Valor Econômico - 28/09/2010
Foi um desastre completo. O Supremo Tribunal Federal (STF), ao terminar a votação sobre recurso extraordinário do ex-governador Joaquim Roriz (PSL) contra a impugnação à sua candidatura pelo Tribunal Superior Eleitoral (TSE), com base na Lei Ficha Limpa, decidiu uma das questões colocadas - a Lei aprovada em maio é constitucional, ao contrário do que sustentava o advogado de Roriz -, mas não concluiu o julgamento, ao se deparar com outro impasse, se a lei poderia retroagir para punir um político que renunciou a uma cadeira no Senado antes da aprovação da lei, para evitar ser cassado por quebra de decoro parlamentar. Com o julgamento em suspenso, Roriz deu um golpe de mestre: renunciou à sua candidatura quando apenas nove dias o separavam do primeiro turno e lançou a de sua mulher, Weslian, anunciando que, se ela for eleita, não a deixará sozinha um só dia. Como as urnas já estão lacradas, e o nome de Roriz consta da lista de candidatos ao governo do Distrito Federal, o eleitor vai apertar o número do candidato que renunciou, vai aparecer a sua foto na urna - mas, de verdade, vai votar na mulher do político. Como renunciou, o recurso extraordinário, que diz respeito a uma candidatura que não existe, vai para a gaveta.
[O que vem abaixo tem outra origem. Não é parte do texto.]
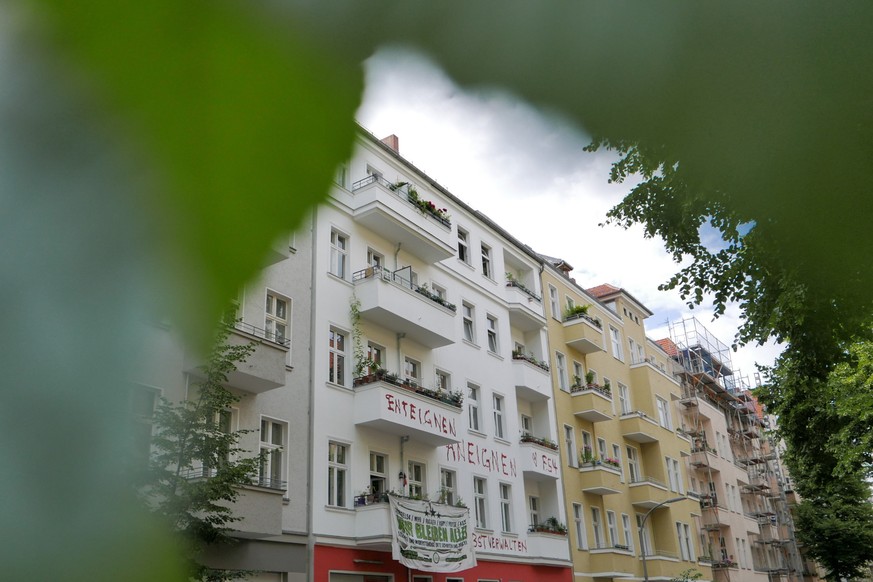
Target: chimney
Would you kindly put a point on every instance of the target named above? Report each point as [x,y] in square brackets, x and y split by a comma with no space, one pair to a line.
[393,142]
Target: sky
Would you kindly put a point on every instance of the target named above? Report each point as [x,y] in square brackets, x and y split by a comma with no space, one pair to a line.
[526,170]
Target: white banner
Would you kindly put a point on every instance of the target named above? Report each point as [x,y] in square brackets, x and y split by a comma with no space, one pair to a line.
[430,536]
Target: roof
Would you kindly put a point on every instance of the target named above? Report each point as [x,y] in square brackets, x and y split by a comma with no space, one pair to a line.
[603,290]
[668,346]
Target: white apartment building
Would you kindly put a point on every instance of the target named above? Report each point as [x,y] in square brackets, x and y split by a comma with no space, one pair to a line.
[429,379]
[273,386]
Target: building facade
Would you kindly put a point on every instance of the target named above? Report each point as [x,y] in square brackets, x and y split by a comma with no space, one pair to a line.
[273,386]
[416,391]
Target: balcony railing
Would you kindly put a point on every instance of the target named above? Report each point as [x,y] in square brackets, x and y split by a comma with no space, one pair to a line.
[454,399]
[410,195]
[593,321]
[270,336]
[541,441]
[516,355]
[602,390]
[518,285]
[398,279]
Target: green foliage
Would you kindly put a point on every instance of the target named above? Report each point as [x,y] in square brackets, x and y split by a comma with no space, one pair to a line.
[688,575]
[197,466]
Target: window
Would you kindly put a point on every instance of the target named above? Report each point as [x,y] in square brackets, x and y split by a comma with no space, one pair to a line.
[646,541]
[497,402]
[506,507]
[597,526]
[615,336]
[479,503]
[533,505]
[561,370]
[612,526]
[416,480]
[339,244]
[628,536]
[473,406]
[486,261]
[623,398]
[142,410]
[463,246]
[570,444]
[337,467]
[378,475]
[412,370]
[633,465]
[443,381]
[375,354]
[579,523]
[469,330]
[491,323]
[686,547]
[553,303]
[337,357]
[276,324]
[664,413]
[526,425]
[448,486]
[272,446]
[375,259]
[674,475]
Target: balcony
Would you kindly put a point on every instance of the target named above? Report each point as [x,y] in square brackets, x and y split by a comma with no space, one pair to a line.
[538,459]
[592,402]
[425,415]
[391,211]
[637,427]
[532,376]
[546,545]
[648,492]
[525,307]
[583,333]
[263,370]
[393,302]
[600,479]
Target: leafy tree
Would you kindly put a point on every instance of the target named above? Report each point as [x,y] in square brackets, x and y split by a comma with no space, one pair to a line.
[197,466]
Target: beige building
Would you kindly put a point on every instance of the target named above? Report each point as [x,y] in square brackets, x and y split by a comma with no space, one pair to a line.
[622,448]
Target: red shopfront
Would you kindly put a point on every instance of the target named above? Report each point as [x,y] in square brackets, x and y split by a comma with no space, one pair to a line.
[339,564]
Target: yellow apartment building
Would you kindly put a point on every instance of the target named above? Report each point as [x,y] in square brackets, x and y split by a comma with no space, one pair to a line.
[623,453]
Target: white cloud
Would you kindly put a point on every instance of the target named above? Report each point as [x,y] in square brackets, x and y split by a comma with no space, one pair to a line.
[527,171]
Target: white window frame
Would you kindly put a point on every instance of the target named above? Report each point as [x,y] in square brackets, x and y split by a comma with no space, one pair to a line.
[579,522]
[272,466]
[487,263]
[561,371]
[339,254]
[553,302]
[337,355]
[463,246]
[505,507]
[615,337]
[417,479]
[480,502]
[570,444]
[277,313]
[337,473]
[468,315]
[498,405]
[474,414]
[448,486]
[597,528]
[491,330]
Existem mais dois recursos que o Supremo poderia avaliar nesses últimos dias antes das eleições, mas dificilmente isso acontecerá - e os dois casos não dizem respeito ao que fazer com os candidatos que renunciaram a mandatos para não serem cassados, uma das possibilidades de inelegibilidade incluída na lei pelo projeto Ficha Limpa. O julgamento mal-sucedido foi mais uma guerra de egos do que propriamente uma tentativa de evitar a instabilidade jurídica. O eleitor vai para as urnas, no domingo, carregando consigo muitas chances de ver a sua decisão anulada por uma decisão posterior do STF. Ao não decidir, o Supremo se reservou o direito de fazê-lo depois. É o tribunal que vai decidir, fechadas as urnas e proclamado o resultado, qual voto popular vai valer.
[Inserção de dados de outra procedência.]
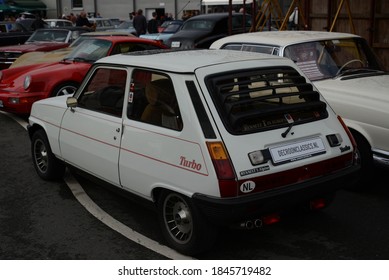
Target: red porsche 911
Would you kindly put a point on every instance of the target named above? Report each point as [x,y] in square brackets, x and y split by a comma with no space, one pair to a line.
[22,86]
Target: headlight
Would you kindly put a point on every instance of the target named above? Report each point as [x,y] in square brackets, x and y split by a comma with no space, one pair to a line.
[27,81]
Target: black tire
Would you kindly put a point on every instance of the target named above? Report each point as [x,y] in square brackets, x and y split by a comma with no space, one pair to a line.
[183,226]
[68,88]
[365,175]
[45,163]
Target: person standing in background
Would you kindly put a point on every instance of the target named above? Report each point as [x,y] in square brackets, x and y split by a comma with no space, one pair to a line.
[152,25]
[140,23]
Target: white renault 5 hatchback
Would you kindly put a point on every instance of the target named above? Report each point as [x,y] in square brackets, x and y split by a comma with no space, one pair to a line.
[210,137]
[348,74]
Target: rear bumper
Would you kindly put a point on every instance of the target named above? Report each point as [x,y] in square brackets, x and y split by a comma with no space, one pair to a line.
[233,210]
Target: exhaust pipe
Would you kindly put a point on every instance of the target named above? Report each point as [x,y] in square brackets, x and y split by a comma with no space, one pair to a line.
[250,224]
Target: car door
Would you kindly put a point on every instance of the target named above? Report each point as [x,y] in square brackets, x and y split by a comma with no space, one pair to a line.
[91,132]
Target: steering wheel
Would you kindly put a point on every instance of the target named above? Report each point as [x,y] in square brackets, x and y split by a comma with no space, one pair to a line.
[347,63]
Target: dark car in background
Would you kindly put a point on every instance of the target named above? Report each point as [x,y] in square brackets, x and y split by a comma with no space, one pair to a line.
[45,39]
[13,33]
[199,32]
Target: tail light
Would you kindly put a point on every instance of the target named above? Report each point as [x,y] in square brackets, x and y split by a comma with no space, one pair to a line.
[228,184]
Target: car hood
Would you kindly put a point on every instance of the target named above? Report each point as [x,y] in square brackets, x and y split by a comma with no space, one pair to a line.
[34,47]
[41,57]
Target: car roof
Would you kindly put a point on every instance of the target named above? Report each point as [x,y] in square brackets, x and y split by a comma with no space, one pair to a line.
[172,60]
[281,38]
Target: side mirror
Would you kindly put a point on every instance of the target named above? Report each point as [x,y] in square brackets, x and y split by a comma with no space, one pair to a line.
[71,102]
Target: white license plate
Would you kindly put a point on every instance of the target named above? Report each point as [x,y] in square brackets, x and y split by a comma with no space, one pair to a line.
[297,150]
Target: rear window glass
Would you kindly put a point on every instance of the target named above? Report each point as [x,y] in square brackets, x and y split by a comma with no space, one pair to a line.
[264,99]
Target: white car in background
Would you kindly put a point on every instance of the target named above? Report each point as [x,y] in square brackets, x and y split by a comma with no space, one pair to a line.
[345,70]
[226,138]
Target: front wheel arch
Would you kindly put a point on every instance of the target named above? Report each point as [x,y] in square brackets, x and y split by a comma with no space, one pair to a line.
[46,164]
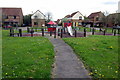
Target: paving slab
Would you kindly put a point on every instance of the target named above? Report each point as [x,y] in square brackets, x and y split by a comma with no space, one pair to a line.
[67,65]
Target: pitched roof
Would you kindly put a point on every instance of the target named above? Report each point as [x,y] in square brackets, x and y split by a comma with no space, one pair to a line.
[94,14]
[40,12]
[74,13]
[12,11]
[68,16]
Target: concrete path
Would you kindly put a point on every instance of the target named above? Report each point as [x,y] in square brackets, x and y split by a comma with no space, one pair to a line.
[67,65]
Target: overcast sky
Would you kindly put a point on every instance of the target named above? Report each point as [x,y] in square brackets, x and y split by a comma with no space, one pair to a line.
[60,8]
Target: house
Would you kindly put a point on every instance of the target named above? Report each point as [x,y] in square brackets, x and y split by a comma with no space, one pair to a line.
[119,7]
[113,19]
[96,18]
[11,16]
[75,18]
[38,19]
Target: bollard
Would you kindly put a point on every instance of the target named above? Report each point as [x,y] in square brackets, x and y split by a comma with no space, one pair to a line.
[118,31]
[112,30]
[100,30]
[36,29]
[93,31]
[75,33]
[58,32]
[64,31]
[13,32]
[50,32]
[28,29]
[10,32]
[61,33]
[90,29]
[55,34]
[84,32]
[104,32]
[32,31]
[42,32]
[20,32]
[115,32]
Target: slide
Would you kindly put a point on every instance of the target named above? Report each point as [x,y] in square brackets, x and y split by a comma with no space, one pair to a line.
[70,30]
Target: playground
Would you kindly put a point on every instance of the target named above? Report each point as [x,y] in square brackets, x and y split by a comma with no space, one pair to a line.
[50,54]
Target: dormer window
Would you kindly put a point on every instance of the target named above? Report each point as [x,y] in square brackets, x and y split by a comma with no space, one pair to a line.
[80,18]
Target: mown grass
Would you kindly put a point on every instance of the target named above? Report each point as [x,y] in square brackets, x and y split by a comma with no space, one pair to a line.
[26,57]
[108,30]
[98,53]
[0,53]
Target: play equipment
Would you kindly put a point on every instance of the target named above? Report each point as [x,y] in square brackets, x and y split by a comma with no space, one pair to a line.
[69,28]
[51,26]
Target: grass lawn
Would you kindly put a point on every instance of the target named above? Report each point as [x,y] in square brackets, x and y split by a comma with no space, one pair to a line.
[98,53]
[26,57]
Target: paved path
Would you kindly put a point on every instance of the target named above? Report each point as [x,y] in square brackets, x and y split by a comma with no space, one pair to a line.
[67,65]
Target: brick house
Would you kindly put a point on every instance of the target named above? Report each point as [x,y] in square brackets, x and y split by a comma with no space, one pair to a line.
[75,18]
[11,16]
[38,19]
[96,18]
[113,19]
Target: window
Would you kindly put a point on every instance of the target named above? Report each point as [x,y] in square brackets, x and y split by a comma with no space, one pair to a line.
[35,23]
[14,17]
[80,18]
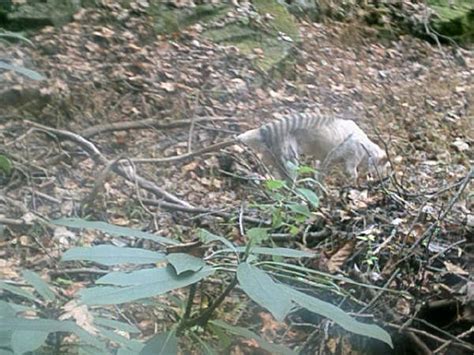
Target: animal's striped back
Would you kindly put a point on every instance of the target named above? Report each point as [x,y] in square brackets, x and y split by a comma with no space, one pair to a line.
[274,133]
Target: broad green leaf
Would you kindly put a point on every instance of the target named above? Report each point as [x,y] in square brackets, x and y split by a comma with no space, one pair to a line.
[49,326]
[111,229]
[223,338]
[5,342]
[17,291]
[309,196]
[275,184]
[138,277]
[185,262]
[306,170]
[245,333]
[24,340]
[40,286]
[114,324]
[207,237]
[112,255]
[337,315]
[6,310]
[161,344]
[5,165]
[285,252]
[263,290]
[257,235]
[300,209]
[158,281]
[21,70]
[206,348]
[121,340]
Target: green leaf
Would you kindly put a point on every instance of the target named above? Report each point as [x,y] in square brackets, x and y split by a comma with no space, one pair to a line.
[117,325]
[275,184]
[285,252]
[300,209]
[263,290]
[21,70]
[121,340]
[111,229]
[337,315]
[206,348]
[257,235]
[245,333]
[112,255]
[8,34]
[6,310]
[306,170]
[5,165]
[24,340]
[140,284]
[207,237]
[161,344]
[185,262]
[309,196]
[17,291]
[40,286]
Todas as instâncias de decisão do voto ficaram em aberto. Se o STF decidir, depois das eleições, que a Ficha Limpa vale para este pleito e retroativamente, e desta forma atingir os condenados em segunda instância e aqueles que renunciaram a mandatos antes de sua vigência, estará alterando regras do jogo depois que ele foi jogado. Os candidatos majoritários não serão diplomados ou não serão empossados, dependendo do ritmo do julgamento do STF e de sua vontade de decidir o problema. Ou, na pior das hipóteses, serão cassados depois de terem iniciado seus mandatos.
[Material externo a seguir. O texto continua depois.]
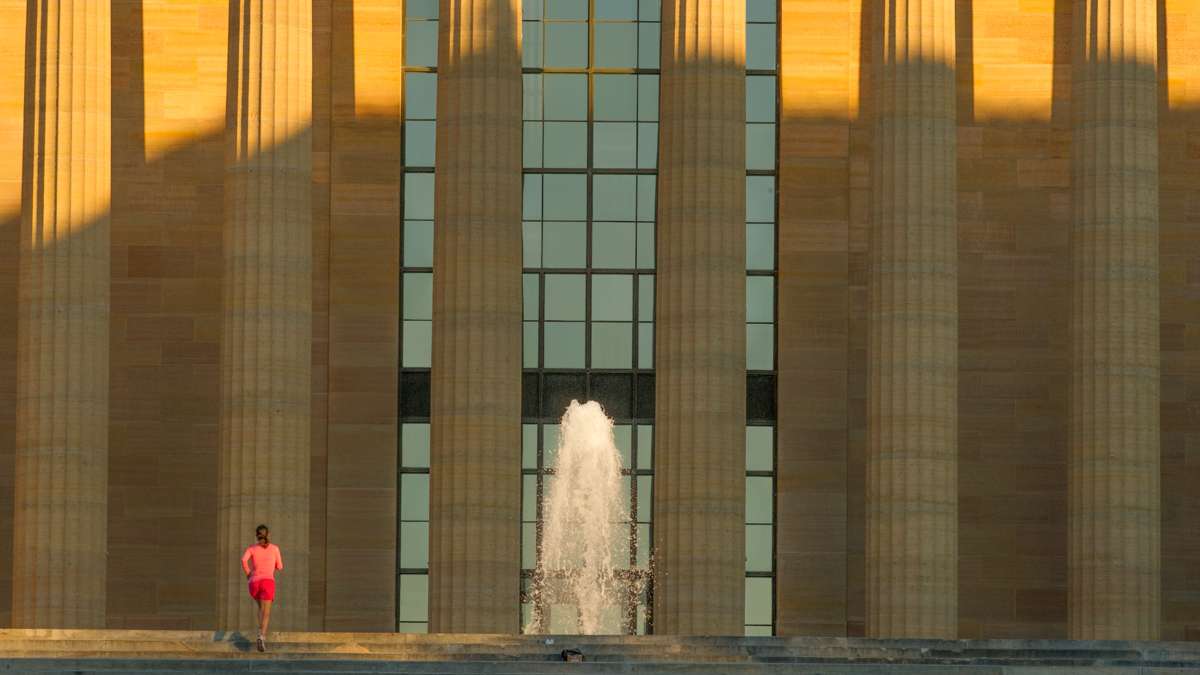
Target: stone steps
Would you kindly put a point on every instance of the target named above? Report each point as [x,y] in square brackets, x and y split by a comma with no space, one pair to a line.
[179,651]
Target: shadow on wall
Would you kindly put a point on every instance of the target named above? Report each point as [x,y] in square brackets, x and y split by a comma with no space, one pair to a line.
[1014,219]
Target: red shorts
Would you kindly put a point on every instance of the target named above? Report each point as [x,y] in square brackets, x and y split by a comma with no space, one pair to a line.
[262,589]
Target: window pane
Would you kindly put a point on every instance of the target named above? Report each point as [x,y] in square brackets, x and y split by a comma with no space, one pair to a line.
[615,144]
[414,592]
[414,545]
[616,97]
[564,345]
[565,197]
[531,244]
[761,147]
[646,346]
[759,591]
[648,97]
[565,297]
[646,193]
[645,447]
[760,346]
[531,144]
[421,9]
[531,297]
[414,443]
[418,243]
[420,95]
[418,344]
[529,497]
[761,47]
[613,197]
[531,96]
[565,144]
[616,46]
[760,245]
[646,298]
[648,35]
[565,244]
[421,43]
[567,96]
[759,548]
[759,499]
[567,9]
[646,245]
[419,196]
[420,138]
[625,10]
[760,448]
[531,45]
[649,10]
[761,299]
[761,10]
[567,45]
[528,545]
[528,446]
[645,497]
[761,99]
[419,294]
[414,496]
[623,437]
[612,345]
[612,297]
[532,197]
[647,145]
[760,198]
[613,244]
[529,345]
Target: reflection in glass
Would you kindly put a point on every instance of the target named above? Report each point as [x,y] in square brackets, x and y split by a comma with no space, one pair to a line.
[418,243]
[414,496]
[421,43]
[414,443]
[612,345]
[760,448]
[414,591]
[567,45]
[564,244]
[759,601]
[564,345]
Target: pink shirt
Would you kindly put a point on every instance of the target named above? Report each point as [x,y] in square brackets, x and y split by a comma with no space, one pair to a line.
[263,562]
Os candidatos nas eleições proporcionais que estiverem nessa situação não apenas serão cassados, mas os votos dados a eles serão anulados e não valerão mais no cálculo de composição das bancadas das Assembleias ou da Câmara de Deputados. Se, por exemplo, o deputado Paulo Maluf (PP) tiver algo parecido aos mais de 700 mil votos obtidos nas eleições de 2006, e eleger, junto com ele, outros dois deputados, pelo princípio da proporcionalidade, e mais tarde o STF decidir que ele era inelegível porque traz nas costas uma condenação por órgão colegiado, os seus votos serão considerados nulos e haverá nova distribuição de cadeiras entre os partidos.
A situação ficou tão dramática que o eleitor poderá votar em um Ficha-Suja, e, se ele foi impugnado depois do lacramento das urnas eletrônicas, seu voto não valerá nada. Poderá também não encontrar o número de seu candidato se, por uma eventualidade, sua impugnação foi considerada improcedente nesse período. Depois disso, poderá ver destituídos os seus eleitos. A outra alternativa não é melhor: poderá ser governado por um político condenado - e políticos sem princípios têm por hábito obter mandatos porque junto com eles vem o foro privilegiado, que pode garantir-lhes a impunidade pelo resto de seus dias.
Os partidos estão correndo o risco de saírem das urnas de uma forma e, no ano que vem, ficarem mais esburacados - mas, enfim, a decisão de submeter aos eleitores candidatos sub-judice é um risco que sabem que estão correndo. O eleitor, todavia, vai levar gato por lebre. Depois das eleições, o STF vai se colocar na posição de decidir qual voto valeu. É um poder imenso para um plenário de dez juízes, que serão onze depois das eleições. O presidente Lula decidiu preencher a vaga só depois de saber quem será o novo presidente da República.